Uit de rapporten waar [appellant] op wijst, kan volgens het college niet geconcludeerd worden dat de grond waar de graafwerkzaamheden op 15 november 2019 plaatsvonden, zwaar verontreinigd is. Uit het rapport van Anteagroup van 17 januari 2014 volgt dat de mate van verontreiniging op het gehele terrein dat onderzocht is, wisselt. Er is in dat verband geen grondboring geweest ter plaatse van de werkzaamheden waar het handhavingsverzoek betrekking op heeft. Uit het rapport van Oranjewoud van 16 november 2009 volgt dat het daarin neergelegde onderzoek ziet op het terrein ten oosten van Hemkade 48. De waarschuwingsbrief van 5 augustus 2019 betreft andere werkzaamheden op een andere plaats, aldus het college.

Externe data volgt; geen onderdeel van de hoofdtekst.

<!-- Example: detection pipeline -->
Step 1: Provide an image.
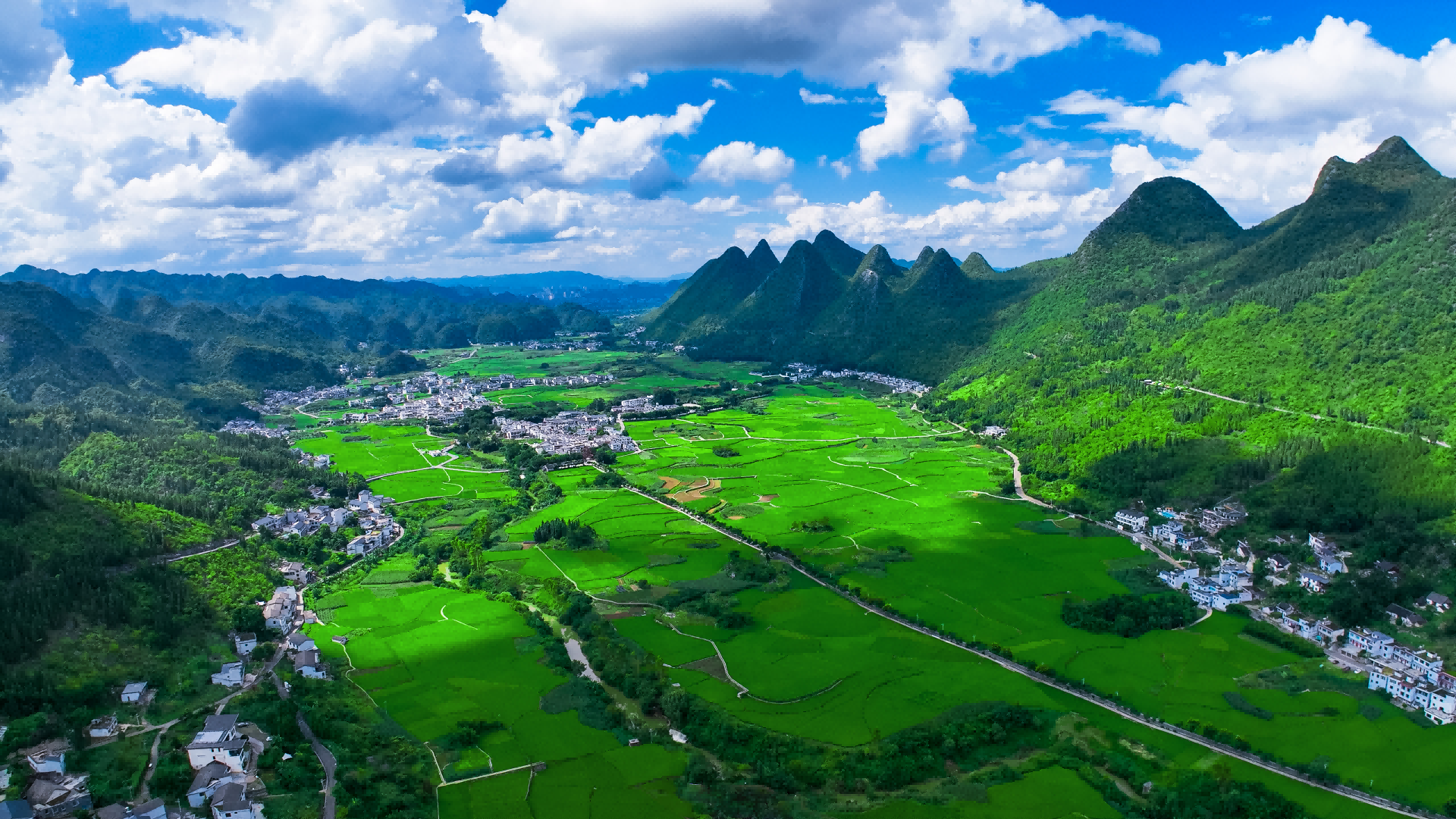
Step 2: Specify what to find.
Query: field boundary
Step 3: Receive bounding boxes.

4.2.    De Afdeling ziet in wat [appellant] hebben aangevoerd geen aanleiding voor het oordeel dat het bodemonderzoek dat ten grondslag ligt aan het bestreden besluit, onzorgvuldig of onvolledig is geweest. Het college heeft zich gelet daarop terecht op het standpunt gesteld dat de saneringswerkzaamheden op de desbetreffende locatie niet hoefden te worden gemeld op grond van artikel 28 van de Wbb, zodat daartegen op grond van die wet niet handhavend kon worden opgetreden. Het betoog dat er stelselmatig overtredingen gepleegd worden op het terrein van NSV, wat daar ook van zij, geeft geen aanleiding voor een ander oordeel. leder handhavingsverzoek dient immers op zichzelf beoordeeld te worden.

Aan toepassing van het handhavingsbeleid wordt dan ook niet toegekomen. Het betoog ter zake dient buiten behandeling te blijven.

Het betoog slaagt niet.

5.       Gelet op het voorgaande bestaat geen grond voor het oordeel dat het college de afwijzing van het verzoek om handhaving in het bestreden besluit ten onrechte heeft gehandhaafd.

6.       Het beroep is ongegrond.

7.       Het college hoeft geen proceskosten te vergoeden.

Beslissing

De Afdeling bestuursrechtspraak van de Raad van State:

verklaart het beroep ongegrond.

Aldus vastgesteld door mr. H.C.P. Venema, voorzitter, en mr. R.J.J.M. Pans en mr. R.W.L. Koopmans, leden, in tegenwoordigheid van mr. S. Zwemstra, griffier.

De voorzitter is verhinderd de uitspraak te ondertekenen.

De griffier is verhinderd de uitspraak te ondertekenen.